An exterior view of Korcula’s town. If the Greeks love a column, the Croatians love a defensive tower. There’s been a LOT of defending going down throughout their history!
Another view of Korcula’s old town, as seen from the window of our guesthouse. I love how eery this shot is, with the clouds cascading down over the mountains behind. This was when the weather started to turn. Luckily, the island provides many options for exploration, and we rented a bicycle and cycled through olives groves and vineyards, as Korcula produces some of the region’s best wine and olive oil products. All of this, combined with access to pretty beaches nearby, combined to make Korcula our favourite island in Croatia.
Sunbaking Hvar
I know I mentioned it raining in Hvar, but this was the one afternoon it cleared, and we managed to get a couple of hours in by the water. This was when we discovered two things: First, Croatians, well, Europeans in general, love a nude beach. And second, rocks are really uncomfortable for lie-down sunbaking. Give me a sandy beach any day.
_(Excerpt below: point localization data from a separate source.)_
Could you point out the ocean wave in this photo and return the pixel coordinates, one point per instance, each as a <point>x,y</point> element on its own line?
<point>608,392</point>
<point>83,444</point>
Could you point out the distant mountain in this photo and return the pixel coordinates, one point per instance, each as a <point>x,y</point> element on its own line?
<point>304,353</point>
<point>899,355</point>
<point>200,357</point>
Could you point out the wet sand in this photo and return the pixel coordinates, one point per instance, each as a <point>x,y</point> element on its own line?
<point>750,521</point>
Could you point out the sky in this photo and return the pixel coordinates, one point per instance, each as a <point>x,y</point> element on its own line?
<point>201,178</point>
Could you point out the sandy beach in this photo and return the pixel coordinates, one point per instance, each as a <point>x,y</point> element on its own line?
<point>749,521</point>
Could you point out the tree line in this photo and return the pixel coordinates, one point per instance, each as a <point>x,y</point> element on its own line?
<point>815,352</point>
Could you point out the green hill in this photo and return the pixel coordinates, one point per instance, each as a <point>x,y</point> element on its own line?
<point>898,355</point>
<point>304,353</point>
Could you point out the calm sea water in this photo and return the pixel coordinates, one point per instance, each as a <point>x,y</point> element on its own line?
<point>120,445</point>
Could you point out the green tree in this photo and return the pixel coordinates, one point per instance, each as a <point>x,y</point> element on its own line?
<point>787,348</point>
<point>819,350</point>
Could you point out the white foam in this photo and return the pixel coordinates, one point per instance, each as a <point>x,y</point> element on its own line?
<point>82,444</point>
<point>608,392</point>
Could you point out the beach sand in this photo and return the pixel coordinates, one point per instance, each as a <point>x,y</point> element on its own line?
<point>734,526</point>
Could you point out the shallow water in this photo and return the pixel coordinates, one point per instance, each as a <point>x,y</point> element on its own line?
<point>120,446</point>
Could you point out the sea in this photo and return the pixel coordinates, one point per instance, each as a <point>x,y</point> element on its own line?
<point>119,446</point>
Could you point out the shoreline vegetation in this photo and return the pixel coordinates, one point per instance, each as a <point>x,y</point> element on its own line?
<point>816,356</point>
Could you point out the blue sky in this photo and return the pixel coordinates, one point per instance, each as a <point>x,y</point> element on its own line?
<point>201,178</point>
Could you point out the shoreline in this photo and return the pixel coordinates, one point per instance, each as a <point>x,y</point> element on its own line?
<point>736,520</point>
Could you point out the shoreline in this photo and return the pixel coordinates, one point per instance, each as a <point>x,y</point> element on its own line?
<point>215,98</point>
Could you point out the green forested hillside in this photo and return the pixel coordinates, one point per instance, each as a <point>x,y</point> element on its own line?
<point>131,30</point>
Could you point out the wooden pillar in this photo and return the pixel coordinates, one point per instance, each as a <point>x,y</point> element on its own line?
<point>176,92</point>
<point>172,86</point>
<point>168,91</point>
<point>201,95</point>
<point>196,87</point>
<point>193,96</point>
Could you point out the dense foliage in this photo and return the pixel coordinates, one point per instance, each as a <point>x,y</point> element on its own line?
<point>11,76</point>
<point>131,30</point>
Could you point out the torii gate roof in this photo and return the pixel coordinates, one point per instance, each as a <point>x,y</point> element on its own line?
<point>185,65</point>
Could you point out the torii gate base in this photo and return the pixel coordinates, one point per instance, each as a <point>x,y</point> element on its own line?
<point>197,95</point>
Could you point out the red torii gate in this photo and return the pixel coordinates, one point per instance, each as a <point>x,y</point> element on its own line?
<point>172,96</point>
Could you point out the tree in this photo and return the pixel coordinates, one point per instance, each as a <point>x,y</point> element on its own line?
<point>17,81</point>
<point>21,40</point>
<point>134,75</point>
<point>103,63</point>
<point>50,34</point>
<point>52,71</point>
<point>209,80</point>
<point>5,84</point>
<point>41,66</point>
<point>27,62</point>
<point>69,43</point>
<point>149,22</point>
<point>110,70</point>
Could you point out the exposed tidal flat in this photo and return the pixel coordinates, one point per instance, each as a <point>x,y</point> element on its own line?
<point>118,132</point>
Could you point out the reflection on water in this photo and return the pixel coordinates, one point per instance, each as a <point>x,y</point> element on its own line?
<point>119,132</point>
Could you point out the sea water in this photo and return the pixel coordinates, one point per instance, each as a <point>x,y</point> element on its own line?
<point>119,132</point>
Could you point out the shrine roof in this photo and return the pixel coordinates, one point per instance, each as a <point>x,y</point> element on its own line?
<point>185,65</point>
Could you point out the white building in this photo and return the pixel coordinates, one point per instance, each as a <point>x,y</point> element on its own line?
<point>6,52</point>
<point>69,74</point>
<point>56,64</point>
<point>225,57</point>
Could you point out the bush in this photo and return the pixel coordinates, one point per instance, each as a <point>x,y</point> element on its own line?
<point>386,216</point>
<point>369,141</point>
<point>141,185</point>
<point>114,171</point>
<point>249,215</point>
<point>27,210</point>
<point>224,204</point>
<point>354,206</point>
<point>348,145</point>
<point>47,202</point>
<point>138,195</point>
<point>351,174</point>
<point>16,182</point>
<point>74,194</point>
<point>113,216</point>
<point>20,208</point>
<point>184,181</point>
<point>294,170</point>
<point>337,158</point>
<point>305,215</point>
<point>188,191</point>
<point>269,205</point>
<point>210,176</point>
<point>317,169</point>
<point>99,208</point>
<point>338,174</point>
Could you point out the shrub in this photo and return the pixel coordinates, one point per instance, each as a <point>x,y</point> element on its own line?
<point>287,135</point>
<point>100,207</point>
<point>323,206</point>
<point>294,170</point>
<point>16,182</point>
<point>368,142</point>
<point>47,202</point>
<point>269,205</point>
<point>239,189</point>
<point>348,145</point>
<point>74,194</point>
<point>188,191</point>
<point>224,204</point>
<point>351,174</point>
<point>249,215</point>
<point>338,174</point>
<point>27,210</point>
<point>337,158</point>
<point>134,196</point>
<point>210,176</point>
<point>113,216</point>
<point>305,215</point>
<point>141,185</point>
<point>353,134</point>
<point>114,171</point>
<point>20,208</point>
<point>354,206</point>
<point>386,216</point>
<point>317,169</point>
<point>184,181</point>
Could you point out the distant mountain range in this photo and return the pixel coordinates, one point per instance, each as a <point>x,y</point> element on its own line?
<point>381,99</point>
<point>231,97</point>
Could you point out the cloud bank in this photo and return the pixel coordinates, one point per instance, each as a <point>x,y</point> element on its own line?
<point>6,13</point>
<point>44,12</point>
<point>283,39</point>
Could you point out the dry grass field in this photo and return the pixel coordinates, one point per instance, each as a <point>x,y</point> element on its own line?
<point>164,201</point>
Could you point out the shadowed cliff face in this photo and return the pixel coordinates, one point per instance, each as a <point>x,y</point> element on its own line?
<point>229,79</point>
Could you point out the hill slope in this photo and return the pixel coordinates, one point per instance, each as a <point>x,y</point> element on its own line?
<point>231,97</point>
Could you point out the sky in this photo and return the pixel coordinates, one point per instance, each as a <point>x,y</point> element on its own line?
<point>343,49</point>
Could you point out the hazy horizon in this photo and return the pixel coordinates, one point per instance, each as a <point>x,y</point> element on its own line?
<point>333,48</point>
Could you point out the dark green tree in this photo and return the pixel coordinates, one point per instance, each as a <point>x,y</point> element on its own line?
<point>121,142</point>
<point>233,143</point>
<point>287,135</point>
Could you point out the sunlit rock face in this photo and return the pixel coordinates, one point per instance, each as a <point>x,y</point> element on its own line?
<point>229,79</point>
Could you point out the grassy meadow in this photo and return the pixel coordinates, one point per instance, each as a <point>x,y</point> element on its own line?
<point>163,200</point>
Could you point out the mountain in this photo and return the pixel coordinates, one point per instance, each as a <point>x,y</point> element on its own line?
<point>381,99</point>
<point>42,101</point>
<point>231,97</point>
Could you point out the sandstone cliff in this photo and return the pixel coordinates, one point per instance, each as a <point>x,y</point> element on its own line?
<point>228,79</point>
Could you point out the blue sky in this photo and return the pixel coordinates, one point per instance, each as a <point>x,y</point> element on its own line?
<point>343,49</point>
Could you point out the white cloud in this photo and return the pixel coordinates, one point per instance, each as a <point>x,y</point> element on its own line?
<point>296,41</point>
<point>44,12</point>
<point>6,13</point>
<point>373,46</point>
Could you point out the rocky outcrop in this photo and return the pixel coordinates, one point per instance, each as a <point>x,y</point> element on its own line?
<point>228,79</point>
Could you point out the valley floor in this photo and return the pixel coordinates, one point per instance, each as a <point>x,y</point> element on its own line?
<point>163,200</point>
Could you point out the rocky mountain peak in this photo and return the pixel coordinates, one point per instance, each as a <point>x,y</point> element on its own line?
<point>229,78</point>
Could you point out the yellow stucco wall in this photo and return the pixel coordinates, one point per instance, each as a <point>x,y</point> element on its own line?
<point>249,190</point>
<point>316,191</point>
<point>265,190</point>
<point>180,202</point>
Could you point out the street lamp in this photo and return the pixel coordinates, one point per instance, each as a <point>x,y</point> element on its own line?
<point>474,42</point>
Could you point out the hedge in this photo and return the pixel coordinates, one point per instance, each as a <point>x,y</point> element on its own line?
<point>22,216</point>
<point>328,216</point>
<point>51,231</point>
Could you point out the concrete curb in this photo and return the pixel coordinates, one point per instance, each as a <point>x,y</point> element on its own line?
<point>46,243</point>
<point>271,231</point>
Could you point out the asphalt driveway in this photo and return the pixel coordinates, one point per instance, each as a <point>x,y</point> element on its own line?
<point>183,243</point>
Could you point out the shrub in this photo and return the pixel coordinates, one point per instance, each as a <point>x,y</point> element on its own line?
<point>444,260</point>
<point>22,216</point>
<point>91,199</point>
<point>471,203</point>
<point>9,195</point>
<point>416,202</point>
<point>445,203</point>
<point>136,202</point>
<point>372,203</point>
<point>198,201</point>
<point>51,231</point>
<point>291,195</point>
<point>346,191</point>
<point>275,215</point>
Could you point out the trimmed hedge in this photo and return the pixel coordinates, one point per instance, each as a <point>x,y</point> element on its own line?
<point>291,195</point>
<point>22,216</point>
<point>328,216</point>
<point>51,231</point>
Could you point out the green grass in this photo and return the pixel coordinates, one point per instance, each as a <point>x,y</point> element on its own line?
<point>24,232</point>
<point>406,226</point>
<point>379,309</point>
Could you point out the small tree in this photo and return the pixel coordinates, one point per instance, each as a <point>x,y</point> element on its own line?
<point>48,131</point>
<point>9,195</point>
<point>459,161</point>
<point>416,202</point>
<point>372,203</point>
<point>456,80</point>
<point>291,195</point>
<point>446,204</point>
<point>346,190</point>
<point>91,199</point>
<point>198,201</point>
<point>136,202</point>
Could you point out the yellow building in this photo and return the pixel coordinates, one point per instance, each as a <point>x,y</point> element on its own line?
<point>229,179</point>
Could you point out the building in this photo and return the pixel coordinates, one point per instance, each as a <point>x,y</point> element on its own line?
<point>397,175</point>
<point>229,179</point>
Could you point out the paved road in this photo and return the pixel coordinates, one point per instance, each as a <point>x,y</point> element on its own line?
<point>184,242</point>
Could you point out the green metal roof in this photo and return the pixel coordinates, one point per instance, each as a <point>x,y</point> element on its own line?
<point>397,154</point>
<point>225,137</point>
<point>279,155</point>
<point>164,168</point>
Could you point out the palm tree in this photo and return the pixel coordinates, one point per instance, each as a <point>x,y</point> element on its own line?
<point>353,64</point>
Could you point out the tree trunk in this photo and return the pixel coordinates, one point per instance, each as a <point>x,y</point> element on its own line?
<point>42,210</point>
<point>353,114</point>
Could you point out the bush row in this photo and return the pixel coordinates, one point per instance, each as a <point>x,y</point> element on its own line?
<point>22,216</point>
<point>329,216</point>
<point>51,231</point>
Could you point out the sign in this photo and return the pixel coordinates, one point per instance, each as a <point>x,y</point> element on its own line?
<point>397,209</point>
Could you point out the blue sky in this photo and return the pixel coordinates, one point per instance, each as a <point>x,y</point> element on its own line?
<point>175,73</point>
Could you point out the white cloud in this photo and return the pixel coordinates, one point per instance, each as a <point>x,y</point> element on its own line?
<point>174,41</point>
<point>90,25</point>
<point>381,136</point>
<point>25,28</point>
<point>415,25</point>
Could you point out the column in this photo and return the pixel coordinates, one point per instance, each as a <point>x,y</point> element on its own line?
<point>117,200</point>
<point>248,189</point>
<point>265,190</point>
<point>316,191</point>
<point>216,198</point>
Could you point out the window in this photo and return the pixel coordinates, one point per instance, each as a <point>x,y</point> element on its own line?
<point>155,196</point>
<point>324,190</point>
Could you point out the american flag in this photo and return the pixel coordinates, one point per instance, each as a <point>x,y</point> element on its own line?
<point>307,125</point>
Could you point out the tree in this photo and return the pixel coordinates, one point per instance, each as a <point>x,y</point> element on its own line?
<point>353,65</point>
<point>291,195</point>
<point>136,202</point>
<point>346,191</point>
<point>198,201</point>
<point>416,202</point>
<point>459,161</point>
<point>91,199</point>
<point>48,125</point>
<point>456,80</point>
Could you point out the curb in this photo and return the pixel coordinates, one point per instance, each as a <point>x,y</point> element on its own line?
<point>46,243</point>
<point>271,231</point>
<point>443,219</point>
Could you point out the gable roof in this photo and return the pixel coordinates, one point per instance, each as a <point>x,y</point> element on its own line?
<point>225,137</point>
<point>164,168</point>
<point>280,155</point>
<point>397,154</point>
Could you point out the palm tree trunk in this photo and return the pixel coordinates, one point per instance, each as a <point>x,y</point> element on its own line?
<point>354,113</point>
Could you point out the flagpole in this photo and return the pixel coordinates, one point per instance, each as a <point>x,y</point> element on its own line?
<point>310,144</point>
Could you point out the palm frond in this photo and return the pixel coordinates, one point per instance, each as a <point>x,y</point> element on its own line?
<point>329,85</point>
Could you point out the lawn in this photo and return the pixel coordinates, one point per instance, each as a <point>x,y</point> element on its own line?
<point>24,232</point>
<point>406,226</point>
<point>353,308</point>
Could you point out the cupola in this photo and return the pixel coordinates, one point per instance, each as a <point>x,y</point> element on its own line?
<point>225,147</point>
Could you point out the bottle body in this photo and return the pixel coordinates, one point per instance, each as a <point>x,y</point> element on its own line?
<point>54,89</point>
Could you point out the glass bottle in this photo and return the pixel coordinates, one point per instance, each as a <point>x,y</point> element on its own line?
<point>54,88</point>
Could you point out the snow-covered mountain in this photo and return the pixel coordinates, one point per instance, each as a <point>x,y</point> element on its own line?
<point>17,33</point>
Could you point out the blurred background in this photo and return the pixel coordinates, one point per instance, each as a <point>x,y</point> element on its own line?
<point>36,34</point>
We got a little boat to this nearby island, where you can just walk around until you find a secluded little spot to set up and enjoy. It was very serene. This was in stark contrast to the rest of Hvar, which is known for being a massive party island; the kind where clubs don’t start until 4am. The jetty filled up every day with luxury yachts, filled with well-to-do Spaniards and Russians and their model girlfriends, all set to get coked-up and party the night away.
Don’t know if I’d rush back there.

Split Harbour
The view of Split harbour. Yep, you know it – more orange tiled roofs and defensive towers! But we really liked Split, it had this gorgeous white marble promenade, where you could sit and drink coffee by day (or beer, another Croatian staple, regardless of the time of day). Then at night, it transformed into this carnival-type atmosphere, with food stalls, gypsies selling annoying little glow-toys, people eating icecream and just a general celebration of warm weather, holidays, and good vibes. Which brings me to another thing: Croatians love icecream. LOVE IT. It’s practically a national obligation, to eat icecream everyday. Icecreameries and gelaterias are as commonplace as cathedrals in Italy. As in, every second building.
Purple Bougainvillea
I loved that the bougainvillea was purple in Croatia. It provided a point of difference to the classic Mediterranean colours we had witnessed in Greece, where the flowers were typically pink.
Zadar harbour
Zadar harbour.

We hadn’t planned to come here, until speaking with some friends we made on our boat cruise in Turkey. They urged us to check it out, and we are so glad we did.
Recently dubbed Croatia’s ‘city of cool’, it had a definite youthful, exuberant vibe about it, probably owing to the fact that it is a University town. (The only downside to this – a lot of shit food; fast, greasy, sloppy, burger kind of offerings; great for a 3am feed but not for a civilized dinner date!)
So the main attractions here are the Sea Organ and Sun Salutation. Both are designed by a local architect, and are incredible to behold. In this picture, people are sitting on the Sea Organ. There are a series of steps leading down to the water; each step has perforations cut out of the stone. When the water laps against these cut-outs, it creates a series of musical notes, sounding almost like sighs or whale calls. It sounds weird and cheesy but it was a beautiful, meditative spot, where people would just sit, watching over the water, taking it all in and contemplating life.

Sea Organ Sunset
Sunset, as witnessed with some cold beers while sitting at the Sea Organ.
I told you the sound was mesmerising and meditative! These women sat in a trance-like state, meditating to the sounds of the Organ.
Sun Salutation
This is the other attraction, the Sun Salutation. It is a huge circle of glass solar panels, which absorb sunlight all day. Then at night, together with the energy produced by the waves of the sea, it turns into this incredible light show. You can see that it’s big enough to walk over; there were children playing, dogs running about, and many photo opportunities. Another very cool concept, all utilising the strength and power of nature, harnessed into energy. Snaps for sustainability!

Sun Salutation

Sun Salutation
The colours changed while patterns danced and moved about.